I have two possible test methods for measuring a response, and I want to determine which test method is the better measurement system. I've done a Gauge R&R study for each test method (using same parts and same operators, varying only the method used). The results of the two studies are quite similar, so I'd like to do a hypothesis test to understand whether the test method with the slightly lower R&R% is significantly better than the other test method.
The Gauge R&R/MSA platform doesn't provide a suitable option for doing this, as far as I can tell (whether I do separate analyses or include the test method type as a binary grouping factor). The only place where I can find rigorous heterogeneity of variance tests in JMP is in the Fit Y by X platform, but that won't do for this situation because there are multiple factors to consider (operator, part, operator*part, and test method type).
So my thinking on how to tackle this is as follows:
Does this sound like a valid approach? Does anyone have any other suggestions for how I could approach this?

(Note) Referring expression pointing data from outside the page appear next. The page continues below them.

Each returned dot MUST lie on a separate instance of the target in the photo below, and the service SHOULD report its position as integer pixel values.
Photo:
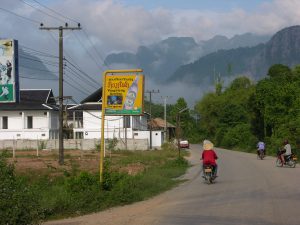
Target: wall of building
(87, 144)
(42, 121)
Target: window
(4, 122)
(126, 122)
(79, 135)
(29, 122)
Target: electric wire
(93, 80)
(87, 51)
(37, 51)
(57, 13)
(41, 11)
(35, 78)
(84, 90)
(91, 43)
(23, 17)
(31, 68)
(70, 70)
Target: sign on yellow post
(124, 94)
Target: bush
(18, 203)
(239, 137)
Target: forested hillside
(245, 112)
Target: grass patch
(128, 177)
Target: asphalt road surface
(248, 191)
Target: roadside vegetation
(240, 115)
(29, 198)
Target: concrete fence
(81, 144)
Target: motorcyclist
(209, 156)
(286, 151)
(261, 147)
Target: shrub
(239, 137)
(18, 203)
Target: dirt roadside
(142, 213)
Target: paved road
(247, 192)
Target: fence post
(14, 149)
(37, 147)
(81, 149)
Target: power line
(57, 13)
(87, 51)
(23, 17)
(37, 51)
(31, 68)
(61, 96)
(47, 62)
(84, 90)
(41, 11)
(93, 80)
(99, 55)
(35, 78)
(70, 70)
(73, 64)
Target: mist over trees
(244, 113)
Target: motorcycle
(208, 173)
(290, 160)
(260, 154)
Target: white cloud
(114, 27)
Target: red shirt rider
(209, 157)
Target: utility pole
(61, 93)
(150, 93)
(165, 116)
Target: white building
(120, 127)
(34, 117)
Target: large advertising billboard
(9, 75)
(124, 94)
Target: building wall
(18, 125)
(157, 137)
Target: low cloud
(113, 27)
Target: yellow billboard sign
(124, 94)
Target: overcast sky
(123, 25)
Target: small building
(34, 117)
(159, 124)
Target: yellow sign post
(122, 94)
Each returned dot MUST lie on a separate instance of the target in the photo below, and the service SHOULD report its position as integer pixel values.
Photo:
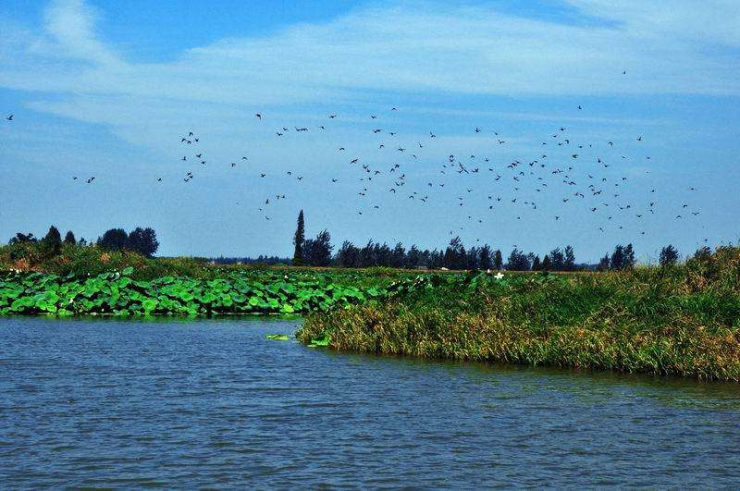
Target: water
(212, 403)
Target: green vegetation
(230, 292)
(676, 320)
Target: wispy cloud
(664, 47)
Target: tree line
(319, 251)
(141, 240)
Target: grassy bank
(683, 320)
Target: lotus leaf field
(116, 293)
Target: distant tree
(298, 240)
(143, 241)
(557, 259)
(617, 261)
(436, 259)
(320, 253)
(21, 238)
(473, 258)
(413, 257)
(52, 242)
(498, 260)
(307, 251)
(367, 255)
(382, 255)
(570, 259)
(455, 256)
(703, 253)
(348, 256)
(114, 239)
(69, 239)
(485, 258)
(398, 256)
(518, 261)
(668, 256)
(629, 257)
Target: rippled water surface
(212, 403)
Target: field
(682, 320)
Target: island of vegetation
(667, 319)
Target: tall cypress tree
(298, 240)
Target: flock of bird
(574, 173)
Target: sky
(110, 89)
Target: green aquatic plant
(119, 293)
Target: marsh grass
(683, 321)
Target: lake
(103, 403)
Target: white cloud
(665, 49)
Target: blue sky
(108, 89)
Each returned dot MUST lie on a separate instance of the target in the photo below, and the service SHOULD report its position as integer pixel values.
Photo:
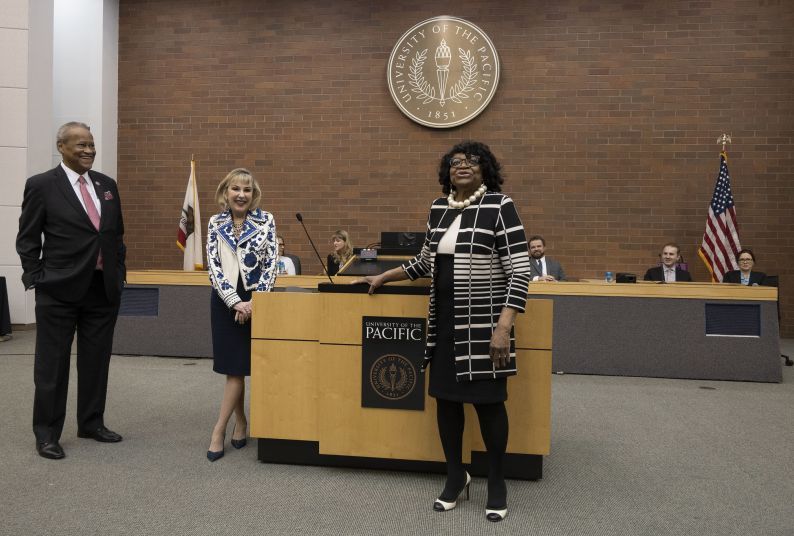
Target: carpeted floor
(630, 456)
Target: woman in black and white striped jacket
(476, 252)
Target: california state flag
(189, 235)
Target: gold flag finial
(724, 139)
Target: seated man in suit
(745, 275)
(291, 263)
(669, 271)
(543, 268)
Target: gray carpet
(630, 456)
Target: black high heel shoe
(443, 506)
(216, 455)
(238, 443)
(495, 515)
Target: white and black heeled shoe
(443, 506)
(495, 515)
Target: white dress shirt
(74, 181)
(543, 270)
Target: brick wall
(605, 120)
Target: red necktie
(93, 215)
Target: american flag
(721, 238)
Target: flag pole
(724, 139)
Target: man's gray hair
(61, 136)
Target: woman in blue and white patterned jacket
(242, 254)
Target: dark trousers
(93, 318)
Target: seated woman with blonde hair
(745, 274)
(343, 250)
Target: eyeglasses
(471, 159)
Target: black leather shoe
(53, 450)
(101, 434)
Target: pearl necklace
(466, 202)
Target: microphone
(319, 257)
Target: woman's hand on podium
(374, 281)
(242, 312)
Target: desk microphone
(319, 258)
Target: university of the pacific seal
(392, 376)
(443, 72)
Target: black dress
(443, 379)
(231, 342)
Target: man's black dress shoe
(101, 434)
(53, 451)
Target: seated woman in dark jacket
(745, 274)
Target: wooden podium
(306, 375)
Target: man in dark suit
(543, 268)
(669, 271)
(78, 273)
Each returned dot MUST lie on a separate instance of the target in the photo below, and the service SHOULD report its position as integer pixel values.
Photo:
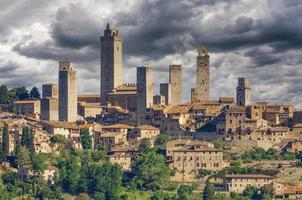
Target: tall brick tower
(243, 92)
(111, 61)
(175, 81)
(203, 75)
(67, 92)
(49, 102)
(145, 88)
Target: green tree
(209, 192)
(250, 191)
(60, 140)
(105, 178)
(86, 139)
(4, 97)
(34, 93)
(39, 163)
(267, 191)
(150, 171)
(219, 196)
(184, 192)
(162, 140)
(145, 145)
(23, 157)
(5, 142)
(27, 139)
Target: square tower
(175, 81)
(165, 90)
(145, 88)
(49, 102)
(67, 92)
(203, 75)
(111, 62)
(50, 90)
(243, 92)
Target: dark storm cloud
(73, 28)
(47, 51)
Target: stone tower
(49, 102)
(111, 61)
(243, 92)
(67, 92)
(175, 81)
(203, 75)
(165, 90)
(145, 88)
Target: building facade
(49, 102)
(243, 92)
(67, 92)
(165, 90)
(145, 88)
(203, 75)
(175, 81)
(111, 61)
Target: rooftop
(249, 176)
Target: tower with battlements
(111, 61)
(175, 82)
(67, 92)
(203, 75)
(145, 89)
(243, 92)
(49, 102)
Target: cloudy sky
(258, 39)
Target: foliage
(34, 93)
(250, 191)
(203, 173)
(86, 139)
(39, 162)
(60, 140)
(27, 139)
(258, 153)
(145, 145)
(217, 144)
(219, 196)
(150, 171)
(184, 192)
(209, 192)
(5, 142)
(96, 179)
(22, 157)
(162, 140)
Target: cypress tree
(5, 142)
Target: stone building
(49, 102)
(145, 88)
(89, 98)
(203, 75)
(165, 90)
(193, 94)
(234, 120)
(159, 100)
(111, 61)
(243, 92)
(175, 82)
(124, 96)
(67, 92)
(50, 90)
(28, 107)
(189, 156)
(238, 182)
(297, 117)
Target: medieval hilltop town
(229, 144)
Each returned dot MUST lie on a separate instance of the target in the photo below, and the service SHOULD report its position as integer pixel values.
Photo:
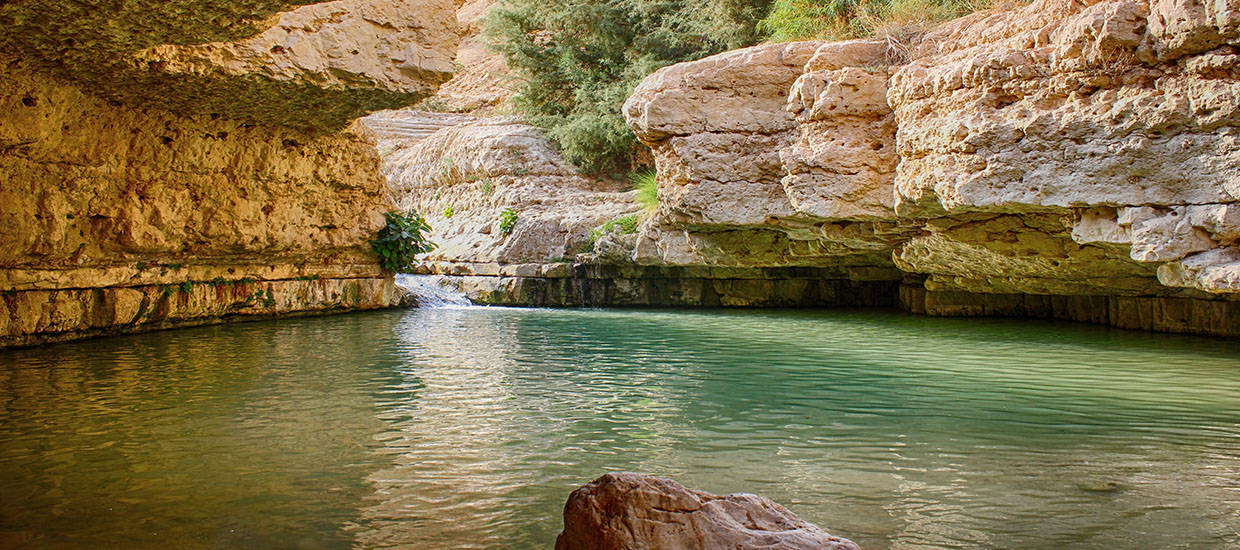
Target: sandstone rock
(1058, 149)
(149, 182)
(631, 510)
(482, 81)
(465, 174)
(394, 45)
(194, 58)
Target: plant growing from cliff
(579, 60)
(893, 20)
(401, 239)
(507, 221)
(646, 185)
(624, 226)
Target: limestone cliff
(166, 164)
(1063, 159)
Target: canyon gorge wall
(172, 162)
(1070, 160)
(1073, 160)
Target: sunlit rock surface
(633, 510)
(1057, 149)
(169, 164)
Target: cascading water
(433, 290)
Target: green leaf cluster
(791, 20)
(646, 183)
(401, 239)
(507, 221)
(579, 60)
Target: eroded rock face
(482, 81)
(631, 510)
(313, 67)
(464, 171)
(1055, 149)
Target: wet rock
(633, 510)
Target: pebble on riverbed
(626, 510)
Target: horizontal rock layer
(314, 67)
(44, 316)
(170, 164)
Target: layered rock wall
(1060, 149)
(145, 195)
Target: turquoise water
(468, 427)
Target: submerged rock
(634, 510)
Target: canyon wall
(172, 162)
(1062, 159)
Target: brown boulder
(633, 510)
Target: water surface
(466, 427)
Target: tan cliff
(174, 162)
(1059, 155)
(1059, 159)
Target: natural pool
(468, 427)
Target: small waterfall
(433, 290)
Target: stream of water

Perhaps I'm missing something...but it sounds like you just replicated the same experimental treatment combinations across both test methods. So why can't you just create a data table just like you describe in step 1. above and then use the Unequal Variances test within the Fit Y by X platform to answer the homogeneity of variance question?
But let's back up a second: The other thing I'll bring up is you are asking a vague question, "Which test method is better?" and then selecting one and only one characteristic, homogeneity of variance, to answer this question. There are many aspects of evaluating a measurement system and 'better' could be evaluated by any one of these singly or as a subset.
For example...the two systems I could envision a scenario where there was homogeneity of variance wrt to each other...the only thing you appear to be interested in...and bias from either each other, or a standard. So I would be loath to say one system is better than the other solely looking at homogeneity of variance between the two systems.
Yes, the combinations were the same across both test methods, but unless at least the variation between the 3 parts is accounted for, this would mean testing for homogeneity of variance on data that is very non-normal - in fact it would be tri-modal. I don't have enough faith in the ability of any of the parametric homogeneity of variance tests to deal with extreme non-normality for this to be a valid approach, and I don't think JMP has any non-parametric equivalents.
I did try fitting response by test method type separately for each part to give 3 separate tests, but this gave a mixture of results leading to no overall conclusion.
Point taken on there being other important factors in measurement system capability - I'd already detected a small but significant bias between the two methods, but in this case there is no way to know the 'true' value so this doesn't really help!
I have been following this discussion and Peter makes some good points. The hard part of this and other similar discussions is that it often takes "seeing the data" and really understanding the questions to be answered to provide guidance for analysis.
However, JMP does have a non-parametric test for variances. In the faithful fit y-by-x platform when you have a categorical x and a continuous y there is an "analysis of means" menu option. Under this option you will find "ANOM for Variances-Levene (ADM)". You can look this up in the JMP books for details.
This might not be what you need but wanted to point out its existence.
Have you tried using Wheeler's EMP method to analyze the results? The Range chart will give you part to part mean variation source agnostic view of the test-retest error for the two methods, which it sounds like that's your biggest concern here? It's not a hypothesis test...but if there is a difference it should show up there too. I'm not a big fan of hypothesis tests in general because they tend to make the world look binary...I'd rather look at a plot of the data and draw my conclusions by interpreting the plots, in the context of the practical decisions that need to be made.